In any event, Joravsky obviously never intended to write a serious piece on the fairness of the tax system–his full headline, “The League of Women Voters takes aim at our increasingly regressive tax system,” shows his political bias. Joravsky’s article not only fails to educate, it fans the flame of class conflict. If the Reader is to become more than a collection of apartment ads and personals, it must set higher journalistic standards.
B. Lane Hasler
Chicago
Ben Joravsky replies:
One must be willfully ignorant of recent tax history to think that there’s a rich guy anywhere who pays his full 39.6 percent. According to the IRS, tax breaks, credits, exemptions, deductions, and shelters added up to about $450 billion in 1996.

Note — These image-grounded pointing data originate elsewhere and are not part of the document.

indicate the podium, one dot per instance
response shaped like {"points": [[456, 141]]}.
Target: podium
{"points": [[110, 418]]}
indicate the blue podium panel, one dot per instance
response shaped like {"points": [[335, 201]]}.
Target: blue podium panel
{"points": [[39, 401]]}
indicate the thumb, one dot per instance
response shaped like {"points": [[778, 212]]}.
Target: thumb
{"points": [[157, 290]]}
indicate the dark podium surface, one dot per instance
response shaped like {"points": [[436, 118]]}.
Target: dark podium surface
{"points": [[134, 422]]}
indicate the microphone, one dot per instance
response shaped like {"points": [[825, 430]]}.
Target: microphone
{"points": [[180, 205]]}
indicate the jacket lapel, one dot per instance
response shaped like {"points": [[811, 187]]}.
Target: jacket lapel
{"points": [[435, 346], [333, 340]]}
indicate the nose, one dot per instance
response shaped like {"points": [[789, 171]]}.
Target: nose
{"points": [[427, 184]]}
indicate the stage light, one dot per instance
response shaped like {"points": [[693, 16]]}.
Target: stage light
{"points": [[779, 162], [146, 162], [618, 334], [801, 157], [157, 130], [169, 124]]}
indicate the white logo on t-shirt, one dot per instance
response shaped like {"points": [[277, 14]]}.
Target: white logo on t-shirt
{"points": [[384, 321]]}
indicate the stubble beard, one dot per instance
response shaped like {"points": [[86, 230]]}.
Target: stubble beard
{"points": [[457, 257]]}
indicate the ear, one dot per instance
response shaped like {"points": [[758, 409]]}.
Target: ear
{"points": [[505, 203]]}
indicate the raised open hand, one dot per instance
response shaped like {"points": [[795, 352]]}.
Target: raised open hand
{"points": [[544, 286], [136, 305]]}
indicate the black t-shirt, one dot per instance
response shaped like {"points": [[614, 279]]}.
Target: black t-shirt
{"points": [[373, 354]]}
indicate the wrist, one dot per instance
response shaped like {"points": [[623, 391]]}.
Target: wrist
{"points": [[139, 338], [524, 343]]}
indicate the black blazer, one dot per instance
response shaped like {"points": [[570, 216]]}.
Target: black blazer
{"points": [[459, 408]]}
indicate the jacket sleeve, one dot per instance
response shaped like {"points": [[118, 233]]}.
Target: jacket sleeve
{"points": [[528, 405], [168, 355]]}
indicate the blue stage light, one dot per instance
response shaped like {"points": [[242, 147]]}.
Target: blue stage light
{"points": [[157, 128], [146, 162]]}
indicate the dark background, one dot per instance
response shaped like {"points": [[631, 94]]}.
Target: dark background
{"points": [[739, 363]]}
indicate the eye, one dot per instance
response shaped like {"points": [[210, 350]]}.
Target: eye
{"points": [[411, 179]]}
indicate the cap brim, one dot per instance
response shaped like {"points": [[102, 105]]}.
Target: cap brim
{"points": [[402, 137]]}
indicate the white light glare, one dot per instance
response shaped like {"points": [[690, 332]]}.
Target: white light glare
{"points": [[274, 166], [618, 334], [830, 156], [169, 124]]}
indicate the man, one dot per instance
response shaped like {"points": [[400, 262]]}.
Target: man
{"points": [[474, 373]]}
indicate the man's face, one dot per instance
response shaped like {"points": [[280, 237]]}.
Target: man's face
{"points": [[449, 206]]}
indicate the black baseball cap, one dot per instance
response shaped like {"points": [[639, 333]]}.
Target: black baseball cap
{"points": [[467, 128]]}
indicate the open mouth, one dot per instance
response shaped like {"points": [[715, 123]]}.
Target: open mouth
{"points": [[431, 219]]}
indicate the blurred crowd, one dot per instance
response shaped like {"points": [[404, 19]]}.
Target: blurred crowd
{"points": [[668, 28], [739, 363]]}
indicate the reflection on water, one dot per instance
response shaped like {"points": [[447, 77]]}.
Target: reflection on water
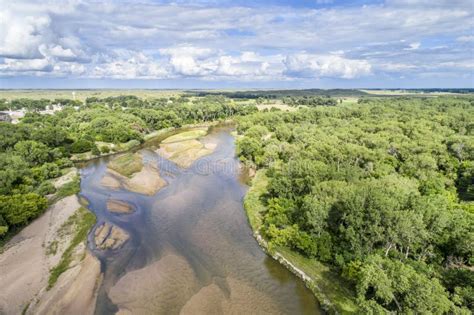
{"points": [[191, 250]]}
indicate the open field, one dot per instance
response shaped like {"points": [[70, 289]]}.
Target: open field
{"points": [[402, 92], [83, 94]]}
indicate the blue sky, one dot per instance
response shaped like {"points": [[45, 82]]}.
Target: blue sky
{"points": [[236, 44]]}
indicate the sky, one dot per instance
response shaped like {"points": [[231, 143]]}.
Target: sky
{"points": [[237, 44]]}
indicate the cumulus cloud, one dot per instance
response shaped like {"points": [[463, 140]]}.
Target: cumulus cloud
{"points": [[206, 41], [311, 65]]}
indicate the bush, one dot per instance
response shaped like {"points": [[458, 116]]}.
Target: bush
{"points": [[104, 149], [95, 150], [3, 226], [81, 146], [45, 188], [20, 209]]}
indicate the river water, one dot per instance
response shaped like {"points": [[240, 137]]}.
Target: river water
{"points": [[191, 249]]}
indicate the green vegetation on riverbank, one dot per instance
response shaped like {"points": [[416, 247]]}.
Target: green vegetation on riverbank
{"points": [[381, 191], [325, 283], [78, 225], [36, 150]]}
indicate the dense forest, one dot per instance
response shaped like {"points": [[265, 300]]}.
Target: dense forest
{"points": [[381, 191], [38, 149]]}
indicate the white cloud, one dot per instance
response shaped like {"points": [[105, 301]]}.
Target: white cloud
{"points": [[26, 65], [312, 65], [466, 38], [146, 39]]}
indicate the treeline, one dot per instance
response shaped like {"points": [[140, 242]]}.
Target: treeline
{"points": [[309, 101], [36, 105], [37, 149], [279, 94], [381, 190]]}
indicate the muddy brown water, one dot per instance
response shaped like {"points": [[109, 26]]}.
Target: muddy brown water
{"points": [[191, 249]]}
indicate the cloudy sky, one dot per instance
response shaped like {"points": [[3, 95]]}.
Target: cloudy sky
{"points": [[239, 43]]}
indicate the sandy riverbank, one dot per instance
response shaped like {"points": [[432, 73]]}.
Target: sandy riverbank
{"points": [[26, 262], [185, 148], [147, 182]]}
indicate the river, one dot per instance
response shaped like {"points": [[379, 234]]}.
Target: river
{"points": [[191, 249]]}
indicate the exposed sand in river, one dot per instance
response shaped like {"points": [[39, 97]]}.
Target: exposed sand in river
{"points": [[156, 288], [184, 153], [108, 236], [138, 293], [25, 264], [76, 290], [118, 206], [148, 181]]}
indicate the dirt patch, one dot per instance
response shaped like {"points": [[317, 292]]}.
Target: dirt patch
{"points": [[26, 263], [76, 290], [184, 153], [118, 206], [107, 236], [142, 291], [127, 164], [148, 181], [187, 135]]}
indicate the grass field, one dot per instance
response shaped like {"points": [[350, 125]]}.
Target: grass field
{"points": [[83, 94]]}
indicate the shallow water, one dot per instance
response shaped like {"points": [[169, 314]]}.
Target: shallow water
{"points": [[191, 249]]}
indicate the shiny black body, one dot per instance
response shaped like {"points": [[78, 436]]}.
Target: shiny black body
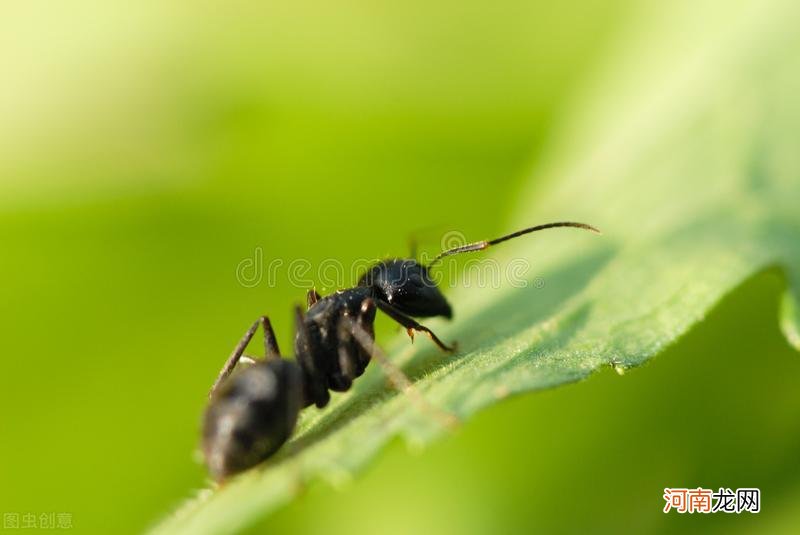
{"points": [[253, 413]]}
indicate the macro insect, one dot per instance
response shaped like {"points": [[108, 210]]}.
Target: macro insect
{"points": [[252, 413]]}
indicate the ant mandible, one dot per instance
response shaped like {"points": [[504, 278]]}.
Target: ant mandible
{"points": [[252, 414]]}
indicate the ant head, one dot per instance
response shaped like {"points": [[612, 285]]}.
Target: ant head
{"points": [[407, 285]]}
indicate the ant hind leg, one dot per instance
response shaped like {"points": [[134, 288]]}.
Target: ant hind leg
{"points": [[271, 350]]}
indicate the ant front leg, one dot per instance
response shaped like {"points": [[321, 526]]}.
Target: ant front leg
{"points": [[411, 325], [364, 337], [270, 350]]}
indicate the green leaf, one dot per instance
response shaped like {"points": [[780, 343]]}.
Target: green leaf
{"points": [[684, 153]]}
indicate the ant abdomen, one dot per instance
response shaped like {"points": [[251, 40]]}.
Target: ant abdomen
{"points": [[251, 416]]}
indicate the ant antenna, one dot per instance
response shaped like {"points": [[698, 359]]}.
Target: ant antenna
{"points": [[481, 245]]}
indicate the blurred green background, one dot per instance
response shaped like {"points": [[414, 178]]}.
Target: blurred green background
{"points": [[147, 149]]}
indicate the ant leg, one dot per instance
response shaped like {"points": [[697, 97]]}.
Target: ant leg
{"points": [[312, 297], [270, 346], [271, 350], [412, 325], [353, 356], [395, 375]]}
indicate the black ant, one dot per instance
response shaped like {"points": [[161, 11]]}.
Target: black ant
{"points": [[250, 416]]}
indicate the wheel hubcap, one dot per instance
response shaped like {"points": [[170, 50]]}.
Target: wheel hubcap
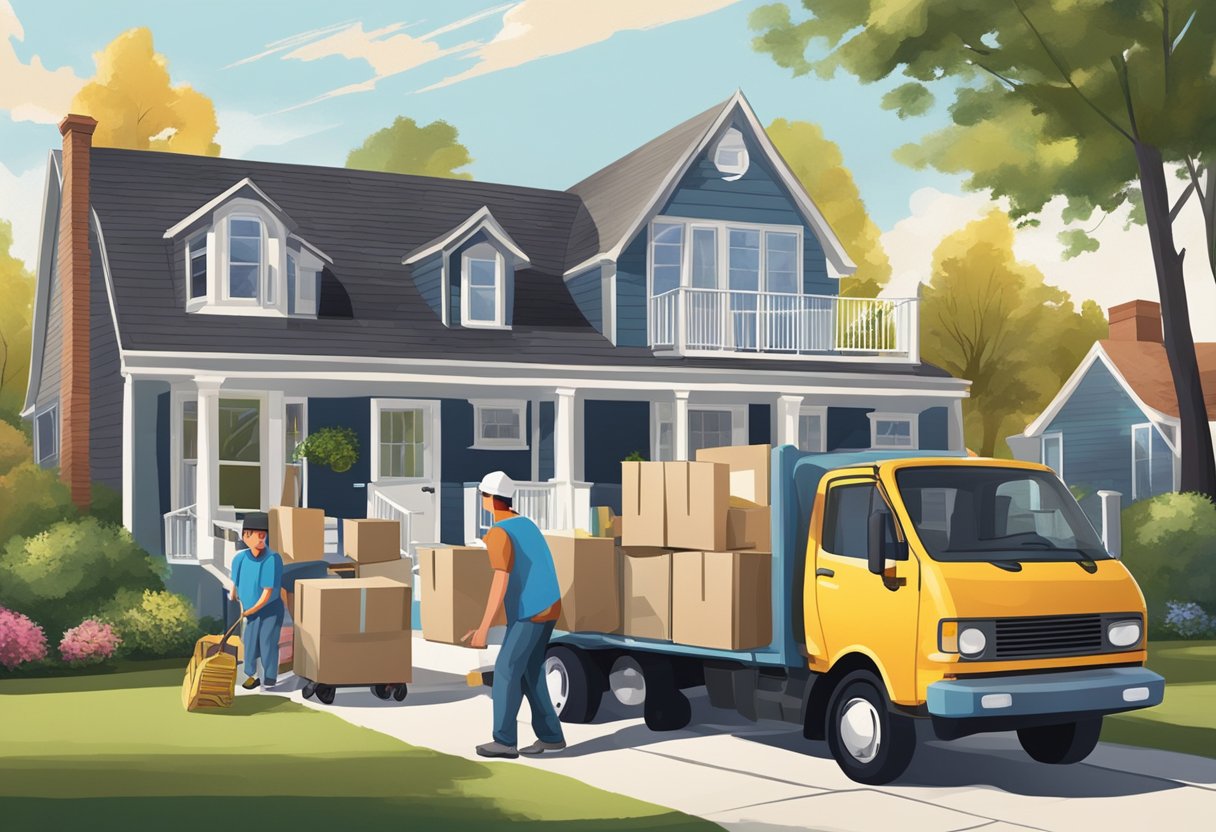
{"points": [[558, 681], [860, 730]]}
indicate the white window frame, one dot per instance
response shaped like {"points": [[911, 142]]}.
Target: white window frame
{"points": [[483, 443], [880, 416], [500, 286]]}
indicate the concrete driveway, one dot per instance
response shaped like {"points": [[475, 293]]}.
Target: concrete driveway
{"points": [[765, 776]]}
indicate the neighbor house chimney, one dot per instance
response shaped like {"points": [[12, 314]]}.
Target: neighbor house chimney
{"points": [[1136, 320], [74, 277]]}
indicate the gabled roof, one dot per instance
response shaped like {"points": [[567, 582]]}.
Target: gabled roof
{"points": [[620, 197]]}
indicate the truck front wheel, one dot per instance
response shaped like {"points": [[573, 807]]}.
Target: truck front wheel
{"points": [[1062, 745], [871, 743]]}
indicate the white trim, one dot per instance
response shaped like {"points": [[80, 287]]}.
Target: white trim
{"points": [[482, 219]]}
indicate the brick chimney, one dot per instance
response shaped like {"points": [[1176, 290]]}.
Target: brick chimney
{"points": [[74, 277], [1136, 320]]}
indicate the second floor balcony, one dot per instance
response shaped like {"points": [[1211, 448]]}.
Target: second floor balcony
{"points": [[714, 321]]}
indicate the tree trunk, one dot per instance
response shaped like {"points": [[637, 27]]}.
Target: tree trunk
{"points": [[1198, 468]]}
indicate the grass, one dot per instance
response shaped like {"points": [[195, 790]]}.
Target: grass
{"points": [[119, 752], [1186, 721]]}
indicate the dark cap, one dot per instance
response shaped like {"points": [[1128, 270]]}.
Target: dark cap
{"points": [[255, 521]]}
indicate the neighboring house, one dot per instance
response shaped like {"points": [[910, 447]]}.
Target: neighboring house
{"points": [[1114, 425], [197, 316]]}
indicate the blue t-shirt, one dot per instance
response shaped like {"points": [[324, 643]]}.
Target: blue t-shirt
{"points": [[253, 574]]}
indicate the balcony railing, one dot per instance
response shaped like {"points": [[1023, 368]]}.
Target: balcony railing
{"points": [[701, 320]]}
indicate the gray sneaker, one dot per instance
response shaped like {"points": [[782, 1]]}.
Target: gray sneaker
{"points": [[497, 749], [540, 747]]}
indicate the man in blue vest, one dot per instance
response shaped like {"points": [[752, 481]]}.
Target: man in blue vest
{"points": [[525, 583]]}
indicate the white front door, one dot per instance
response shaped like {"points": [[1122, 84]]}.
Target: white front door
{"points": [[406, 462]]}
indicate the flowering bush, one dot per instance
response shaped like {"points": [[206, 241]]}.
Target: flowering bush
{"points": [[1188, 620], [89, 642], [21, 640]]}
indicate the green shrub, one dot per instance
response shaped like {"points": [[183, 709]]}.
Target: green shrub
{"points": [[152, 624], [68, 572], [1170, 547]]}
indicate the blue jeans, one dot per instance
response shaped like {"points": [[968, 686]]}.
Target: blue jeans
{"points": [[260, 640], [518, 673]]}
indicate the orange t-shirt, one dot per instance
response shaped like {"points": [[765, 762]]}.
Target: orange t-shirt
{"points": [[502, 557]]}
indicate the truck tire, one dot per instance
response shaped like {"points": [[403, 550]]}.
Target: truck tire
{"points": [[1062, 745], [576, 682], [871, 743]]}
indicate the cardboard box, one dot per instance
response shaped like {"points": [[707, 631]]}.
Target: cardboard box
{"points": [[749, 529], [642, 504], [454, 586], [353, 631], [646, 592], [371, 540], [749, 470], [697, 499], [721, 600], [587, 577], [298, 534]]}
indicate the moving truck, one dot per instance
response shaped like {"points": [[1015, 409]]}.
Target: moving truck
{"points": [[970, 594]]}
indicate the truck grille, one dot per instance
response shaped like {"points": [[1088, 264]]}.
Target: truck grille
{"points": [[1052, 635]]}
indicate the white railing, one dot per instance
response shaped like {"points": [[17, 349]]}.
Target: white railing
{"points": [[690, 320], [181, 535]]}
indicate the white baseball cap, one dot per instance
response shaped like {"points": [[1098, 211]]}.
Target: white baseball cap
{"points": [[496, 483]]}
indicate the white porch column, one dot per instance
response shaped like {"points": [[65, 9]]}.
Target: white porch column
{"points": [[789, 408], [207, 470], [680, 434]]}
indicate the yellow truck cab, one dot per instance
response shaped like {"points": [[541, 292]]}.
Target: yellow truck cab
{"points": [[970, 594]]}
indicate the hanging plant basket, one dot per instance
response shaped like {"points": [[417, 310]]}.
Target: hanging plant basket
{"points": [[333, 447]]}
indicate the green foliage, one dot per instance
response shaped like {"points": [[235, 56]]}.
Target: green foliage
{"points": [[333, 447], [68, 572], [152, 624], [407, 149], [1167, 546]]}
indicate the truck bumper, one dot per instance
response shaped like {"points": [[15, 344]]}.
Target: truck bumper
{"points": [[1095, 692]]}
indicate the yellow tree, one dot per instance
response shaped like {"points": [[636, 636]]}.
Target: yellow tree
{"points": [[136, 105], [995, 321], [818, 166]]}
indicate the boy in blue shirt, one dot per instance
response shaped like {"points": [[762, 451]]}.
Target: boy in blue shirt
{"points": [[257, 578]]}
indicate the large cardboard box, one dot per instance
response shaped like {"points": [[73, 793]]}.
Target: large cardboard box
{"points": [[749, 470], [697, 499], [587, 578], [646, 592], [371, 540], [353, 631], [721, 600], [452, 591], [298, 534], [642, 504]]}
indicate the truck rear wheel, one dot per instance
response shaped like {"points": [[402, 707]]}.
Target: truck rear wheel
{"points": [[1062, 745], [871, 743]]}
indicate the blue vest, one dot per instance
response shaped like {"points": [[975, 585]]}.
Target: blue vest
{"points": [[532, 588]]}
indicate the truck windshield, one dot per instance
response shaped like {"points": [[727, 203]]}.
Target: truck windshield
{"points": [[964, 513]]}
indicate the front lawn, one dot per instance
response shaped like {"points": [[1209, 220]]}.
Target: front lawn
{"points": [[118, 752], [1186, 721]]}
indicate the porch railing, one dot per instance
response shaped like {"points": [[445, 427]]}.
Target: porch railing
{"points": [[702, 320]]}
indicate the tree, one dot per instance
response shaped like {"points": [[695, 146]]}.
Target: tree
{"points": [[994, 320], [818, 166], [16, 313], [405, 147], [138, 107], [1086, 99]]}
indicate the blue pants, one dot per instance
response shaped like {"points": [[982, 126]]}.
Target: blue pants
{"points": [[260, 640], [519, 673]]}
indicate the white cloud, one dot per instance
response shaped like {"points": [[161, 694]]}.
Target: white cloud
{"points": [[31, 91], [1120, 270], [540, 28]]}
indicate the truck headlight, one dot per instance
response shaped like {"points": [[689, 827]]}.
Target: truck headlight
{"points": [[1124, 634]]}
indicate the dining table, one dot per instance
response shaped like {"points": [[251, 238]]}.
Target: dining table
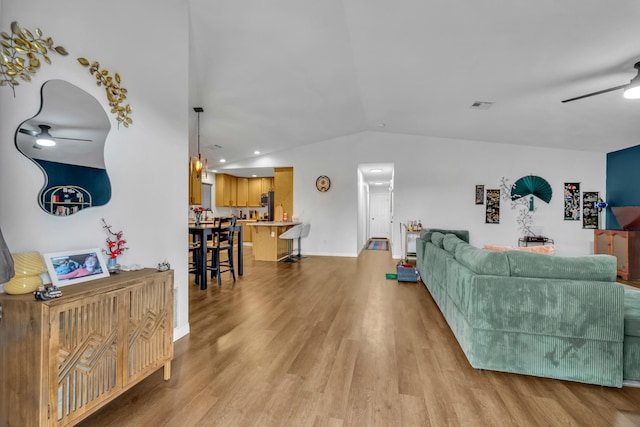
{"points": [[201, 233]]}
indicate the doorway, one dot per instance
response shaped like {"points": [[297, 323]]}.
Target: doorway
{"points": [[379, 216], [375, 202]]}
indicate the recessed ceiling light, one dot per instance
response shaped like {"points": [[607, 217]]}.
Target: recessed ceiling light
{"points": [[481, 105]]}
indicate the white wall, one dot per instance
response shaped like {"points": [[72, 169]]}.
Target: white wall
{"points": [[149, 181], [435, 181]]}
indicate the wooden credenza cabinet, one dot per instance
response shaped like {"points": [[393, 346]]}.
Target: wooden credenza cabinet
{"points": [[63, 359], [625, 246]]}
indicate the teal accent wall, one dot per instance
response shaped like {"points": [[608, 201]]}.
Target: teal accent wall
{"points": [[623, 181]]}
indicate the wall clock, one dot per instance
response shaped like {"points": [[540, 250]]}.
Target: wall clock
{"points": [[323, 183]]}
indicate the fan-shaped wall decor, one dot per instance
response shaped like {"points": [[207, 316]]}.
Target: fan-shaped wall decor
{"points": [[533, 185]]}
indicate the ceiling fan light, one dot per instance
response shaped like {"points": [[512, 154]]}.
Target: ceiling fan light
{"points": [[632, 92], [45, 142]]}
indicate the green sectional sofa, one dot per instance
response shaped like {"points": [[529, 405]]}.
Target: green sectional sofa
{"points": [[528, 313]]}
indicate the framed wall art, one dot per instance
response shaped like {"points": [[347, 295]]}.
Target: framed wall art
{"points": [[590, 214], [572, 201], [77, 266], [479, 194], [493, 207]]}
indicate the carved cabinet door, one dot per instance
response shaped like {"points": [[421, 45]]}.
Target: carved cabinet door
{"points": [[149, 327], [84, 356]]}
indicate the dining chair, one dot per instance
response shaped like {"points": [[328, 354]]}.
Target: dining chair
{"points": [[290, 235], [223, 239], [194, 252], [304, 233]]}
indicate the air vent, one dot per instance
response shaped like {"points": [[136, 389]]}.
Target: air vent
{"points": [[481, 105]]}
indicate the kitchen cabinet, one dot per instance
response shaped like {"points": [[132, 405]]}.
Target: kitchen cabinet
{"points": [[226, 190], [625, 246], [195, 188], [267, 184], [283, 189], [242, 192], [65, 358], [255, 191]]}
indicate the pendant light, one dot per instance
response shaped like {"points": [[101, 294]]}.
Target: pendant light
{"points": [[196, 162]]}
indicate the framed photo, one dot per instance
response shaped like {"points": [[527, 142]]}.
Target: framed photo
{"points": [[77, 266]]}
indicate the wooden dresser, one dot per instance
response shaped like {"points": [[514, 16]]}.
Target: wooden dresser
{"points": [[625, 246], [63, 359]]}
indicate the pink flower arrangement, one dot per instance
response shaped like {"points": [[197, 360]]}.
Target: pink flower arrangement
{"points": [[115, 243]]}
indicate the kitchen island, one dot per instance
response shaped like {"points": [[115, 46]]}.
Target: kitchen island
{"points": [[266, 244]]}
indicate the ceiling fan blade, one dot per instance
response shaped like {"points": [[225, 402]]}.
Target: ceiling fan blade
{"points": [[71, 139], [28, 132], [611, 89]]}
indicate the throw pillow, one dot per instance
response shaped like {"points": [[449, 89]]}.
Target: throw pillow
{"points": [[437, 238], [450, 242]]}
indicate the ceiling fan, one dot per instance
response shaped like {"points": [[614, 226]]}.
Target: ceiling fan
{"points": [[44, 138], [631, 89]]}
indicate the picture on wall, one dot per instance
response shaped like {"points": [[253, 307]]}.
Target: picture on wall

In 1993 about 2,400 Americans making more than $200,000 paid no federal income taxes, according to a recent article in the Chicago Tribune. In addition the IRS reports that about 18,000 of the country’s highest-income taxpayers pay less than 5 percent of their income in taxes.
As for who gets what out of the federal budget, in 1996 3.6 percent of the budget was spent on defense, 11.5 percent on entitlement (that is, social security and medicare), and 3.2 percent on interest payments (a huge chunk of which went toward paying off the savings and loan disaster), according to the League’s report. Only 3.3 percent went for domestic expenditure.